Mitigating Motion Blur in Neural Radiance Fields with Events and Frames

TL;DR

This paper explicitly model the blur formation process, exploiting the event double integral as an additional model-based prior, and model the event-pixel response using an end-to-end learnable re-sponse function, allowing the method to adapt to non-idealities in the real event-camera sensor.

Abstract

Neural Radiance Fields (NeRFs) have shown great potential in novel view synthesis. However, they struggle to render sharp images when the data used for training is affected by motion blur. On the other hand, event cameras excel in dynamic scenes as they measure brightness changes with microsecond resolution and are thus only marginally affected by blur. Recent methods attempt to enhance NeRF reconstructions under camera motion by fusing frames and events. However, they face challenges in recovering accurate color content or constrain the NeRF to a set of predefined camera poses, harming reconstruction quality in challenging conditions. This paper proposes a novel formulation addressing these issues by leveraging both model- and learning-based modules. We explicitly model the blur formation process, exploiting the event double integral as an additional model-based prior. Additionally, we model the event-pixel response using an end-to-end learnable response function, allowing our method to adapt to non-idealities in the real event-camera sensor. We show, on synthetic and real data, that the proposed approach outperforms existing deblur NeRFs that use only frames as well as those that combine frames and events by +6.13dB and +2.48dB, respectively.

Figures (9)

• Figure 1: Ev-DeblurNeRF combines blurry images and events to recover sharp NeRFs.

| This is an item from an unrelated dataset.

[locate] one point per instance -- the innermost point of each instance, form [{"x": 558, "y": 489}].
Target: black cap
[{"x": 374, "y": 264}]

A motion-aware NeRF recovers camera motion and a learnable event camera response function models real camera's non-idealities, enabling high-quality reconstructions.
• Figure 2: Architecture of the proposed Ev-DeblurNeRF model. For each given ray $\mathbf{r}(\mathbf{u},t)$, placed at the center of the exposure time $\tau$, we estimate a set of warped rays $\mathbf{r}_q$ using $G_{\boldsymbol{\Phi}}$. We then sample features from an explicit volume $\mathcal{V}$ and fed these features to $F_\Omega$ to compute blurry colors through weighted averaging with $L_\text{blur}$. We supervise the color at the center of the exposure time through $\mathcal{L}_{EDI}$ by recovering a prior-based sharp color using the event double integral, considering all events in the exposure time. Finally, we sample a pair of two consecutive events, and supervise their brightness difference, modulated by eCRF, using the observed polarity value via $\mathcal{L}_{ev}.$
• Figure 3: Qualitative comparison on synthetic (top) and real-world camera motion blur (bottom). Ev-DeblurNeRF recovers sharp and fine details, such as the letters in the last example, as well as accurate colors, outperforming other event-based and image-only methods.
• Figure 4: Analysis of the robustness to sparse training views (left) and motion blur intensity (right) on samples from the Ev-DeblurCDAVIS data.
• Figure 5: Qualitative ablation study of the main components of the proposed Ev-DeblurNeRF network. Tables below each picture are drawn from Table 3 of the paper, and report the configuration used and the PSNR metric achieved in each case.